To soak up all that beer, head to Moose’s Tooth Pub and Pizzeria. This place is a bit of an icon in Anchorage despite only having been around since 1996. Having a self-nominated pizza aficionado in our midst, we couldn’t resist making the short trek from our motel for some delicious pizza. Visiting on a Friday night probably wasn’t the best plan because the place was absolutely heaving, but after a somewhat uncomfortable 45-minute wait crammed against a doorway we got our table. We ordered two pizzas, a Call of the Wild (reindeer meat!) and a Napoleon. And by god, were they worth the wait. These were without doubt the best pizzas we’ve had since arriving in the U.S. The brews weren’t bad either.

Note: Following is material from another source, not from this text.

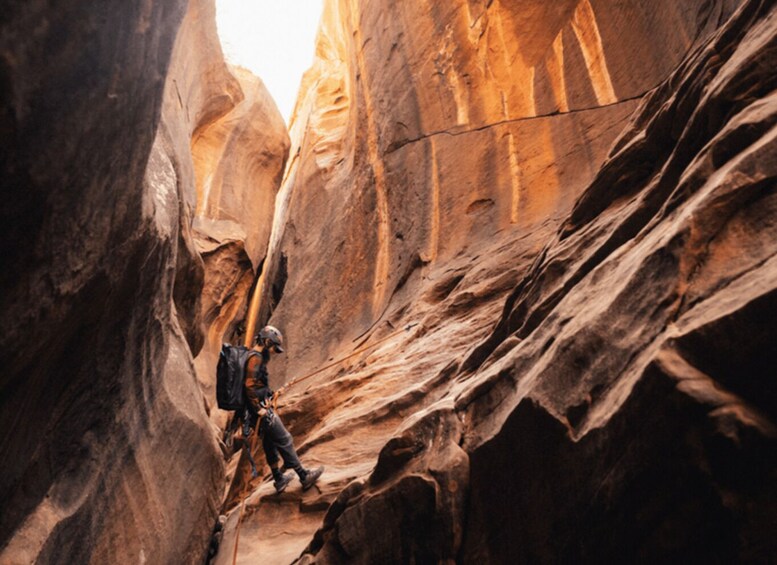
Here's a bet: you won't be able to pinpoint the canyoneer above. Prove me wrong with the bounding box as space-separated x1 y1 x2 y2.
244 325 324 493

Have you ever looked at a mountain bike tyre and thought it looked a bit skinny? Someone in Alaska did, and the fat bike was born. Otherwise resembling a mountain bike, fat bikes have enormous tyres that can also be studded in winter for extra traction. As we were in the birth state of this giant invention it seemed only fitting to give it a shot. Downtown Anchorage has several places you can rent bikes from, with prices starting at around $25 a day. As the tyres are much larger and softer than on other bikes, fat biking requires a lot more effort to get moving so bear that in mind when planning your ride. We can offer that advice because we were a little too ambitious when we chose to get dropped off at Kincaid Park, a popular mountain bike park just south of the airport. We’ve ridden on mountain bike trails before but snow is much harder work and less forgiving to small errors. That said, if you are an experienced rider, the scenery and serenity is amazing but for everyone else we recommend just sticking to the Coastal Trail. It is just as pretty but a lot less concentration is required. The trail runs all the way from Kincaid Park to just past Resolution Park (look out for the statue of Captain Cook) and from there it’s an easy ride to return the bikes in downtown.
As always, there’s a bunch of things we didn’t get time to do. We missed Anchorage Museum which is meant to be fantastic. We also wish we’d had time for the Alaskan Native Heritage Center and for more hiking, especially popular trails like Flattop to get kickass views of Anchorage and surrounds. If you’re nervous about hiking on your own, there’s a group who do twice-weekly hikes around Anchorage for a $1 donation per person. We were also keen to try a reindeer hot dog on our visit but alas, all the hot dog vendors seem to be seasonal food trucks and therefore don’t operate in the winter. Looks like we’ll have to come back in summer!